Google App Engine

Google Cloud Storage Python API Overview

Python |Java |PHP |Go

Deprecation Notice: The Files API feature is going to be removed at some time in the future, replaced by the Google Cloud Storage Client Library. The documentation for the deprecated API is retained for the convenience of developers still using the Files API.

The Google Cloud Storage API allows your application to store and serve your data as opaque blobs known as "objects". While Cloud Storage offers a RESTful API, this documentation describes how to use Cloud Storage on App Engine.

  1. Introducing Google Cloud Storage
  2. Prerequisites
  3. Using Google Cloud Storage
  4. Complete sample app
  5. Quotas and limits

Introducing Google Cloud Storage

Google App Engine provides an easier way to read from and write to Google Cloud Storage objects , which allows applications to create and serve data objects. These objects are stored within buckets in Cloud Storage but can be additionally accessed by Google App Engine applications through the Google Cloud Storage API. You can interact with the Google Cloud Storage API using the RESTful interface or through the Google Cloud Storage Python API for Google App Engine applications, which is discussed in this document.

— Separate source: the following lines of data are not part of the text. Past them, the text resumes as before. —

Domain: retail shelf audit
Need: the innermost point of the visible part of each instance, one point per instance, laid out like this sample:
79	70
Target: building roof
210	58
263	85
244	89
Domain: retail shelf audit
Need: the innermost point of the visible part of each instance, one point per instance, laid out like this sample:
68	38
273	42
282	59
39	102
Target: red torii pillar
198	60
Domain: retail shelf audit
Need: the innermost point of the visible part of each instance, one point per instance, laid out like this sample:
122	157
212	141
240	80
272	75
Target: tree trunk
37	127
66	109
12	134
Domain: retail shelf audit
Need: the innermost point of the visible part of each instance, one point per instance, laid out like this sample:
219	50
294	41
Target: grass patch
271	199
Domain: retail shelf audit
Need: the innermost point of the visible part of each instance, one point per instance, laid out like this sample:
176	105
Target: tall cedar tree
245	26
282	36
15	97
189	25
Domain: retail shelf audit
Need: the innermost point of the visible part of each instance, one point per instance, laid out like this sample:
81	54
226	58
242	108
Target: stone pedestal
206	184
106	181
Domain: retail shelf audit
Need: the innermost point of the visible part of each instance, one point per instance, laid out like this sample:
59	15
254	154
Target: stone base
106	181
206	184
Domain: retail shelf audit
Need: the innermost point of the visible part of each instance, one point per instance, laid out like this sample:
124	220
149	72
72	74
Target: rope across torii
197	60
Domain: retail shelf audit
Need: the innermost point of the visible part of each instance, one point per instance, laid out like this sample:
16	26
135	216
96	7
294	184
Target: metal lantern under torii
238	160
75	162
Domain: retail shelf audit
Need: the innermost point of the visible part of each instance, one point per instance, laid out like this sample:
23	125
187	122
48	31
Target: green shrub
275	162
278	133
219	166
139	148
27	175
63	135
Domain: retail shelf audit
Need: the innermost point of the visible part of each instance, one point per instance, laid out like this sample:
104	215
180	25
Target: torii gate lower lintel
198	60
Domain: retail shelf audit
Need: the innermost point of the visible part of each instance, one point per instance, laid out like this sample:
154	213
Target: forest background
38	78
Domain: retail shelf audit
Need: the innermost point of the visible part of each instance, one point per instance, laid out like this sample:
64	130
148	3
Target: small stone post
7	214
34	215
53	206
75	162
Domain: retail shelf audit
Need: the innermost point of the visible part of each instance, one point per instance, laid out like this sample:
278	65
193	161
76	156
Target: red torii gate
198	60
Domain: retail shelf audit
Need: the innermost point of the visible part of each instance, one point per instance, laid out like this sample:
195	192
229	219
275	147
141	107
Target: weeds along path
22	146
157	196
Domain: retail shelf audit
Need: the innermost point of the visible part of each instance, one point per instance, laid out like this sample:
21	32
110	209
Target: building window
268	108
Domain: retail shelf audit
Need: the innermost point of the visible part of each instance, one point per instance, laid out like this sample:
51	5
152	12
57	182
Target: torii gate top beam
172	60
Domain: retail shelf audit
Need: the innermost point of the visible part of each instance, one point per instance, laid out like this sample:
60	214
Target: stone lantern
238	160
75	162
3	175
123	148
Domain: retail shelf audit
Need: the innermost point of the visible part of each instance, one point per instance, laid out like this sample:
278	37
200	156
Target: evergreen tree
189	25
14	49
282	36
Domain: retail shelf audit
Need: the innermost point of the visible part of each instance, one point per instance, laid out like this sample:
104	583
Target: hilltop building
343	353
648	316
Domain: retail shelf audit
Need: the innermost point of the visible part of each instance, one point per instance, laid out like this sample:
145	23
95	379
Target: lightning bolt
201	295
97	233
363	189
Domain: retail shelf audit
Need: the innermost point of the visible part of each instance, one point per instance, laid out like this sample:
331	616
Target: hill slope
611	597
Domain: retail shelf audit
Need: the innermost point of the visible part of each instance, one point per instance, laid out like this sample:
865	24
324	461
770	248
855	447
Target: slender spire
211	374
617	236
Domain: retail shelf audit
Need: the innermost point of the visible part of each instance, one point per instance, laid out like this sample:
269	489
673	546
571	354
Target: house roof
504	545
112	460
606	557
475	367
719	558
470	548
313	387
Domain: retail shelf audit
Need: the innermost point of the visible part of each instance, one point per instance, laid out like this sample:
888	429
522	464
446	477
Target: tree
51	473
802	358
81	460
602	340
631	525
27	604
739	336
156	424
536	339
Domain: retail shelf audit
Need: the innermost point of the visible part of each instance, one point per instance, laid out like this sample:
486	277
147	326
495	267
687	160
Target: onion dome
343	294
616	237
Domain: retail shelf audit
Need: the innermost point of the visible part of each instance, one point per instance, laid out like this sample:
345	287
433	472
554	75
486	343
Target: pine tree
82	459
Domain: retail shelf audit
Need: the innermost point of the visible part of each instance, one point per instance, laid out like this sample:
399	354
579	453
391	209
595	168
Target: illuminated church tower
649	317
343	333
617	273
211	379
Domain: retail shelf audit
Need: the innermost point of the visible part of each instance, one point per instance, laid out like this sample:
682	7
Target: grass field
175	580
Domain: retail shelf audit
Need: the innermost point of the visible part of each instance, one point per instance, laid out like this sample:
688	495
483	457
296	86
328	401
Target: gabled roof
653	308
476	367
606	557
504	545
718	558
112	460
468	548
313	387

Cloud Storage is useful for storing and serving large files because it does not have a size limit for your objects. Additionally, Cloud Storage offers the use of access control lists (ACLs), the ability to resume upload operations if they're interrupted, use of the POST policy document, and many other features.

Once you have created an object, it cannot be modified. To modify an existing object, you need to overwrite the object with a new object that contains your desired changes.

For more information, see the Google Cloud Storage pricing.

Prerequisites

To use the Cloud Storage API, you must complete the following prerequisites:

  1. Google Cloud Storage API for Python is available for App Engine SDKs 1.5.5 and later. So, if you are using an older SDK, you need to download the latest SDK.

    For instructions to update or download the App Engine SDK, see the downloads page.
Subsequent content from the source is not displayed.